The primary way to prevent ice encasement damage is to have ice encasement–tolerant turfgrasses growing in susceptible areas. Breeding cool-season turfgrasses for winter tolerance–associated traits has been minimal due to the complexity of winter stress, complex genomes of many turfgrass species, and lack of dedicated breeding programs to this problem because it is a challenging breeding target. The cool-season turfgrass species differ significantly in their tolerance to ice encasement. Creeping bentgrass (Agrostis stolonifera) and annual bluegrass are the two most common cool-season putting green species in northern areas, but other species can also be found, such as velvet bentgrass (Agrostis canina) and colonial bentgrass (Agrostis capillaris). These species differ significantly in their inherent ability to tolerate prolonged ice cover (Waalen et al., 2017). Annual bluegrass is more susceptible to ice cover damage because it can only survive an average of 60 d of ice cover compared with creeping bentgrass surviving 120 d or more of ice (Beard, 1964; Tompkins et al., 2004; Vargas and Turgeon, 2004). Colonial bentgrass and some fescue (Festuca) species, such as chewings fescue (Festuca rubra) have sensitivity to ice encasement like annual bluegrass (Waalen et al., 2017). In addition to genetically regulated tolerance, the environment or how each turfgrass species is managed may play a major role in determining winter survival of each species. This review outlines current knowledge of winter survival mechanisms of turfgrasses or plants in general, current management strategies that can be used to promote ice encasement survival of turfgrasses, and major knowledge gaps in our understanding of ice encasement that indicate future research needs.

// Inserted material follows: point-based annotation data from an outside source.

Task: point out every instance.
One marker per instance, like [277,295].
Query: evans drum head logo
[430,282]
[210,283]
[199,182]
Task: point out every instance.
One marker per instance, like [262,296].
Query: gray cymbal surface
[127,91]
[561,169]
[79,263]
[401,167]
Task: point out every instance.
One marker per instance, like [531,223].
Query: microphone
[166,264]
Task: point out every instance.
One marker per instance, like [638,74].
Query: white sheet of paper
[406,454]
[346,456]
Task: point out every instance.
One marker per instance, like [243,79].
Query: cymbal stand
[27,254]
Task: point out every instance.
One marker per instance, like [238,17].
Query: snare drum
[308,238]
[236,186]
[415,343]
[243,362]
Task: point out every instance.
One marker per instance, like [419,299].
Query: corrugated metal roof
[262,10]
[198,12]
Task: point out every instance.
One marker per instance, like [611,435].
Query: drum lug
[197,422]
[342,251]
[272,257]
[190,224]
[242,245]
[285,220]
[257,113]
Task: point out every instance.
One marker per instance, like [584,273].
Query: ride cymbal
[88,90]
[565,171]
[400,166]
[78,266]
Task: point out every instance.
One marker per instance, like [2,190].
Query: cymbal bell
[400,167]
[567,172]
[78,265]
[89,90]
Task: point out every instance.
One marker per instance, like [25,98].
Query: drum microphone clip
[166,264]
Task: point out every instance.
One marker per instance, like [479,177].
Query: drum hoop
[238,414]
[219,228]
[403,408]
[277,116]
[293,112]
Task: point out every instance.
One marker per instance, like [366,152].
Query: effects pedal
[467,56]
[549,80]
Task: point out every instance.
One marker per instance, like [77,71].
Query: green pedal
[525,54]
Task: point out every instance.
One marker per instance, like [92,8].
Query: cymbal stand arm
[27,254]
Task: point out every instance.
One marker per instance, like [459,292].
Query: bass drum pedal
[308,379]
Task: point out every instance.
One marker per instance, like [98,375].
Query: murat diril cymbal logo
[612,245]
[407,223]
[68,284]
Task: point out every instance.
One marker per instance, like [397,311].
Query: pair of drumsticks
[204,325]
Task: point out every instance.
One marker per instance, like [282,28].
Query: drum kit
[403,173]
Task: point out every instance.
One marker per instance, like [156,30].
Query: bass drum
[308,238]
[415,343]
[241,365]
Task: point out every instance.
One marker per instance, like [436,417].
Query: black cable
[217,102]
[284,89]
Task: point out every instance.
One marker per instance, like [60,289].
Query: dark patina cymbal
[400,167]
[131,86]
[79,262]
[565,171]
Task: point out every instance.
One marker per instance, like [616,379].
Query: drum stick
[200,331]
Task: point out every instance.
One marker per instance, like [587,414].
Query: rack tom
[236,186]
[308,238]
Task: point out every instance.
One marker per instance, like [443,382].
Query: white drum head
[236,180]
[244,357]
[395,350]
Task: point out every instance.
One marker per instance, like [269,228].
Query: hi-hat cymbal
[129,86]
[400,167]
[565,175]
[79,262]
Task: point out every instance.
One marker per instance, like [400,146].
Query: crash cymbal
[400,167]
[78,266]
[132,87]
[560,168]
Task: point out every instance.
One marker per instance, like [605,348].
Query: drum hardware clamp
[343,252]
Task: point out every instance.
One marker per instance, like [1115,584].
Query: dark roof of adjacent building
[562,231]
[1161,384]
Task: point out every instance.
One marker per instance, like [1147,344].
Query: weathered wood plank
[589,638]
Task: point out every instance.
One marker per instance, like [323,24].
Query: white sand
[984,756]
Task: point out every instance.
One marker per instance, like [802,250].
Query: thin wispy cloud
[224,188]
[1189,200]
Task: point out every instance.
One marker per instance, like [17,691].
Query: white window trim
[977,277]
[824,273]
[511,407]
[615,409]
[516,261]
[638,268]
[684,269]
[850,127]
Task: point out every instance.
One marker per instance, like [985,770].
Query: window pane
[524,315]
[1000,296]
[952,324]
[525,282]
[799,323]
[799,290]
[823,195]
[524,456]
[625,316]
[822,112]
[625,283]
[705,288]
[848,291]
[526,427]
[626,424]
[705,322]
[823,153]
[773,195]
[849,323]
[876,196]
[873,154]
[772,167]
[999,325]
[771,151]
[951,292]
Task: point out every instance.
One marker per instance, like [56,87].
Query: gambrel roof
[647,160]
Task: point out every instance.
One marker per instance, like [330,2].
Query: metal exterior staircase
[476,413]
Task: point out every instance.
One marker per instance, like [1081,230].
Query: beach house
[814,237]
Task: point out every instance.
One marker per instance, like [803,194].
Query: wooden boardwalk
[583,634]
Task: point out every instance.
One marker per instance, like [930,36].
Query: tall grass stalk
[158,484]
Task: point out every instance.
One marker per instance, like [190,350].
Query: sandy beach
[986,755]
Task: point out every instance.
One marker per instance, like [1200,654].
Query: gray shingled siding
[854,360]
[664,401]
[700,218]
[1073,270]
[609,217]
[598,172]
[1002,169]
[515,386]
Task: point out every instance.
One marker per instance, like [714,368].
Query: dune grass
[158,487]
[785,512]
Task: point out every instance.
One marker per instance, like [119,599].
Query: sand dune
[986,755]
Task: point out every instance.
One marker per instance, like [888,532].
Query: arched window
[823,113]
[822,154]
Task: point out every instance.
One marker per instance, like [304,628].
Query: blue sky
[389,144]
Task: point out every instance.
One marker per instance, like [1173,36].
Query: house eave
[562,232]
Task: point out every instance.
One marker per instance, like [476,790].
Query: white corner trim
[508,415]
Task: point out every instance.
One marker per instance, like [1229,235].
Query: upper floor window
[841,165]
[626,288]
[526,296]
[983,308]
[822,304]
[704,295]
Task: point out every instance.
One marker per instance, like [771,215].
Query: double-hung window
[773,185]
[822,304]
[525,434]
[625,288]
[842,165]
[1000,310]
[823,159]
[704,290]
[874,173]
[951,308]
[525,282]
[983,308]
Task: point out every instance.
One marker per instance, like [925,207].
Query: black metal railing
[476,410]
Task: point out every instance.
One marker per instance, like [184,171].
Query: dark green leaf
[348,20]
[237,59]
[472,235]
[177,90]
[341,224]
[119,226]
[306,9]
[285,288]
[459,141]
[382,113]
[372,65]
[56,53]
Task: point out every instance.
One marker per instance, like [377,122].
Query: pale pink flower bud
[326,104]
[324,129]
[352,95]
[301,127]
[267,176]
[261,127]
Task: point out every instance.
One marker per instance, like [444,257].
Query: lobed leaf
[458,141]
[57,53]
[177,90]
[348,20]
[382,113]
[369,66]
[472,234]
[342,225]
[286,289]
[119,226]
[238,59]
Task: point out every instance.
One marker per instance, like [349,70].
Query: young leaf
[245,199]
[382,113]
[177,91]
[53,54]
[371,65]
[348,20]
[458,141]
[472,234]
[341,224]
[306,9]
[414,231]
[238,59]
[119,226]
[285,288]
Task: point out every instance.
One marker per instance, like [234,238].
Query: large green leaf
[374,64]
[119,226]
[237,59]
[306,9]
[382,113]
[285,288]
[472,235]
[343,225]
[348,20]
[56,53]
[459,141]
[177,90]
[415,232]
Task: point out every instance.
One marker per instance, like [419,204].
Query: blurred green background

Types of ice encasement and turfgrass physiological damage
The extent of damage due to ice cover is not only associated with turfgrass species but also related to the duration of ice and the type of ice that has formed. Ice layers can form in different ways, leading to either a porous or nonporous ice, which causes them to be permeable or impermeable to gases, respectively. Permeable or porous ice is typically not as detrimental to turf health when compared with impermeable sheets of ice. Porous ice allows for air movement between the bulk atmospheric and soil environment to the turfgrass plants, reducing the incidence of gas accumulation that could cause necrosis of crown tissue (Olien and Smith, 1981). Prolonged periods of impermeable or nonporous ice can readily cause anoxic conditions and buildup of toxic gases. Gases that were found to accumulate under ice sheets in turfgrasses include carbon dioxide, ethyl butyrate, and others (Aamlid et al., 2009). The lack of oxygen under impermeable ice layers can cause metabolites associated with anaerobic metabolism to build up in plant tissues, such as ethanol, lactate, malate, and others (Andrews, 1977; Gudleifsson, 1993). Anoxic conditions have been found to be exacerbated by soils with high respiration rates related to higher organic matter content in experiments with impermeable covers (Rochette et al., 2006). Thus, impermeable sheets of ice are considered the most damaging to ice encasement–sensitive turfgrass species, such as annual bluegrass due to the direct metabolic damaged caused by toxic gases and toxic metabolic by-products.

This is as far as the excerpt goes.